For the week of 21 November 1964 her single, "Tu Seras Mi Babi" was at no. 3 on the Cash Box Mexico's Best Sellers chart. It was still at that position the following week. Peerless had also announced the new release of her single "Ya no lo Aguanto". The record translated into English was "It's My Party". It was backed with Te Fue Dificil ("I Only Want to Be with You)" and released on Peerless 45/8245. The recordings were directed by Ed Chalpin.

Also in 1964, her album, Mis Siete Novios was released on Eco Eco-262. It was produced by Ed Chalpin.

According to the 13 February 1965 issue of Cash Box, Valdez had cut a new album at Peerless. At the time it was referred to as Una Rebelde Encantadors. The songs included, "Te Fue Dificil", "Dicen Que . . .", "Desilucion", and "Nuestra Cancion".

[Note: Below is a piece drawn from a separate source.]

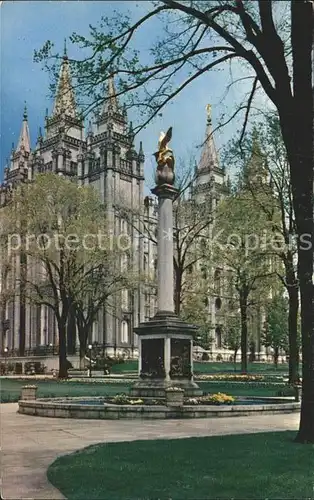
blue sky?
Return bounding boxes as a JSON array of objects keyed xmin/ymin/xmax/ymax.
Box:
[{"xmin": 0, "ymin": 0, "xmax": 258, "ymax": 185}]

According to the 5 June 1965 issue of Cash Box, Vianey Valdez, La Prieta Linda, Ricard Jimenez would be leaving their label, Peerless Records and signing with other labels.
===1970s===
Her single "Muevanse Todos" was released on the Chain label in 1976.
==Later years==
In 2023, Valdez, referred to as the "queen of rock and roll" returned to the stage. She was at the Pavilion M Auditorium in Monterrey.

It was announced that on 1 March 2025, a free concert was to take place at Monumento a la Revolución. During the event, a tribute to past Mexican rockers, Rita Guerrero, Angélica María, Angélica Infante, Las Hermanas Jiménez, Betsy Pecanins, Las Mary Jets, Hebe Rosell, Julissa, Leda Moreno, Ela Laboriel, Gloria Ríos and Vianey Valdez was scheduled.